IPSEC configuration

This post contains short notes about IPSCEC configuration and validations on Cisco router.

Summary table

The following table summarizes which options must be configured for IKEv1 phase 1 [ISAKMP] and phase 2 [IPSEC] tunnel.

ipsec-conf-table1

IKEv1 phase 1 (ISAKMP) – configuration

The following commands should be executed in configuration mode. It configures ISAKMP policy with priority 100 (the lower the better) which is send as the proposal to the peer. All parameters must match except lifetime.

You can define many policies with different priority. However these policies are not bound to any tunnel now. You bind these policies in the next step (where tunnel crypt-map is defined). Basically all the policies are sent to the peer which tries to match one of them with its own policy; the decision which policy is used is made be responding (not initiating) peer.

Note that if you don’t specify all the parameters the default values will be taken (the default values will be not shown in run config).

Router(config)#crypto isakmp policy 100
Router(config-isakmp)# encr aes
Router(config-isakmp)# hash sha256
Router(config-isakmp)# authentication pre-share
Router(config-isakmp)# group 5
Router(config-isakmp)# lifetime 86400

Configure shared secret key for each peer which uses PSK as authentication method.

Router(config)#crypto isakmp key SecretP@ssw0rd address 192.168.1.2  // secret key used for building tunnel with 192.168.1.2

// You can use either the peer IP address or the hostname, but you must be consistent between peers.
// In order to use the hostname you must also issue the following command
Router(config)#crypto isakmp identity hostname

IKEv1 phase 1 – verification

Use the following commands to verify ISAKMP policy configuration.

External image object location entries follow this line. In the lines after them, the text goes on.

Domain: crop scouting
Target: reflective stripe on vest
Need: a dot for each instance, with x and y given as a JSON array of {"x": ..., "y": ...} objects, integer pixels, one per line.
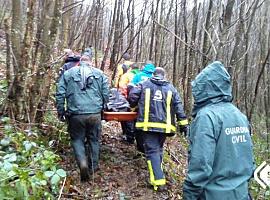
[{"x": 146, "y": 124}]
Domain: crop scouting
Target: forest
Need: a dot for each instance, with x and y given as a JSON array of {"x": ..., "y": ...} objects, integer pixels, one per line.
[{"x": 182, "y": 36}]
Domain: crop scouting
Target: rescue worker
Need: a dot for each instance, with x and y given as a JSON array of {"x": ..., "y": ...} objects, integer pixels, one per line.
[
  {"x": 70, "y": 59},
  {"x": 122, "y": 69},
  {"x": 220, "y": 161},
  {"x": 146, "y": 73},
  {"x": 126, "y": 78},
  {"x": 128, "y": 126},
  {"x": 158, "y": 105},
  {"x": 85, "y": 90}
]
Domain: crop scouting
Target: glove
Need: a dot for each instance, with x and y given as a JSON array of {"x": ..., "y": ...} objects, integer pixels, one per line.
[
  {"x": 61, "y": 117},
  {"x": 184, "y": 129}
]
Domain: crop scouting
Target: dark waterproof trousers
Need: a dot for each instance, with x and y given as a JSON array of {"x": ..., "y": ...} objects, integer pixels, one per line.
[
  {"x": 85, "y": 133},
  {"x": 128, "y": 128},
  {"x": 153, "y": 146}
]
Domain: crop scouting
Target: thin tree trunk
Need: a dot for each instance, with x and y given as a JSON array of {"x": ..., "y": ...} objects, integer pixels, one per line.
[{"x": 205, "y": 36}]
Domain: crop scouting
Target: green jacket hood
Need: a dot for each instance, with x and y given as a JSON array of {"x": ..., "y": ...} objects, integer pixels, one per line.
[{"x": 212, "y": 85}]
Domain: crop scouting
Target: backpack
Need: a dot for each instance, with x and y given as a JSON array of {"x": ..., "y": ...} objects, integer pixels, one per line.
[{"x": 125, "y": 68}]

Router1#show crypto isakmp policy
Global IKE policy
Protection suite of priority 100
        encryption algorithm:   AES - Advanced Encryption Standard (128 bit keys).
        hash algorithm:         Secure Hash Standard 2 (256 bit)
        authentication method:  Pre-Shared Key
        Diffie-Hellman group:   #5 (1536 bit)
        lifetime:               86400 seconds, no volume limit


// verify the same but looking up into run-config (default values are not visible)
Router1#show run | section crypto isakmp policy 
(...)

Verify shared keys (if PSK authentication option is used for ISAKMP)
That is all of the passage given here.